AI Agent Chaining Pipeline
# 1. Search with surrounding context — top-k keeps results diverse across notes
SLUG=$(notebrain search "message broker backpressure" --limit 3 --top-k 2 \
--context-window 1 --include-text --format json \
--jsonpath="$.results[0].note_slug")
# 2. Fetch the complete reconstructed note text for the top hit
notebrain get "$SLUG" --jsonpath="$.text"

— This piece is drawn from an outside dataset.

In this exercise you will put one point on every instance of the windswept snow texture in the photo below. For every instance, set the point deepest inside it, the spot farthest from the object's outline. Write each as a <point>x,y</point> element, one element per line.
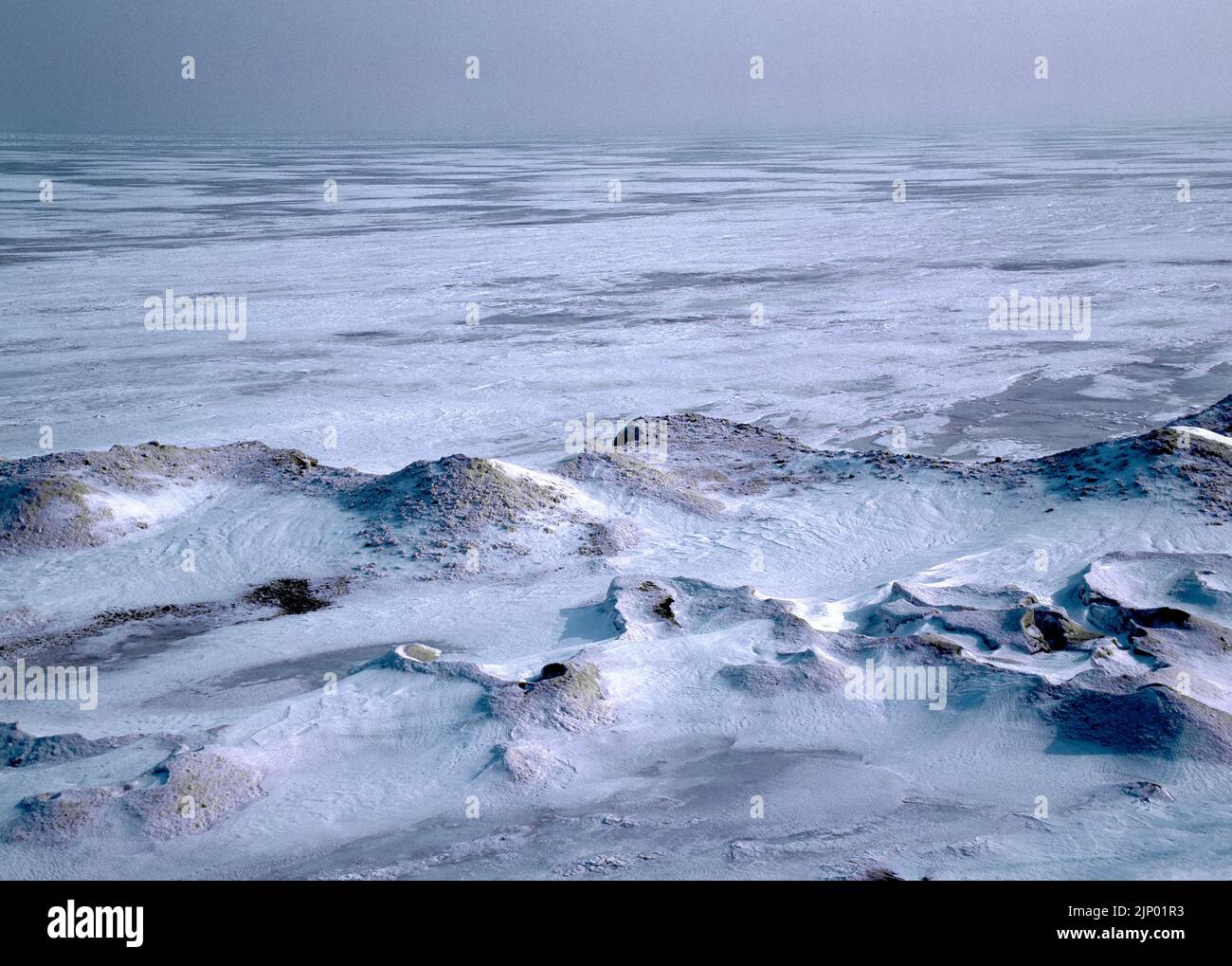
<point>767,636</point>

# 3. Find all backlink note slugs pointing to this note, with their content,
# to ground the answer in what the user has explicitly linked
notebrain backlinks "$SLUG" --format json --include-text
# 4. Walk the graph neighborhood to surface structurally adjacent notes
# that vector search alone would miss
notebrain connections "$SLUG" --hops 2 --format json
# 5. Surface unlinked-but-related notes as potential missing connections,
# with windowed context so you can assess relevance without fetching full notes
notebrain hidden "$SLUG" --limit 5 --format json --include-text --context-window 1
Targeted Retrieval Patterns
# Find code examples about a topic
notebrain search "docker compose networking" --has-code --include-text --format json
# Find actionable tasks related to a project
notebrain search "sprint planning" --has-tasks --include-text --format json
# Search within a specific section hierarchy
notebrain search "authentication" --section="Architecture > Security" --format json
# Get multiple chunks per note for comprehensive coverage of a deep topic
notebrain search "distributed consensus" --top-k 5 --limit 3 --include-text --format json
Configuration Hierarchy
NoteBrain resolves settings in priority order:
- CLI command flags (
--vault-path,--vault-name,--chroma-path,--top-k,--context-window) - Configuration file (
~/.notebrain/config/config.tomlor specified via--config)
License
This skill is distributed under the Apache License, Version 2.0. See LICENSE.txt for the full license text.
Allowed Tools
This skill is restricted to invoking the notebrain CLI binary (and its local ./notebrain form) via the Bash tool. No other shell commands — including generic file-search utilities like grep, find or ls against vault files — are sanctioned for use within this skill's workflows.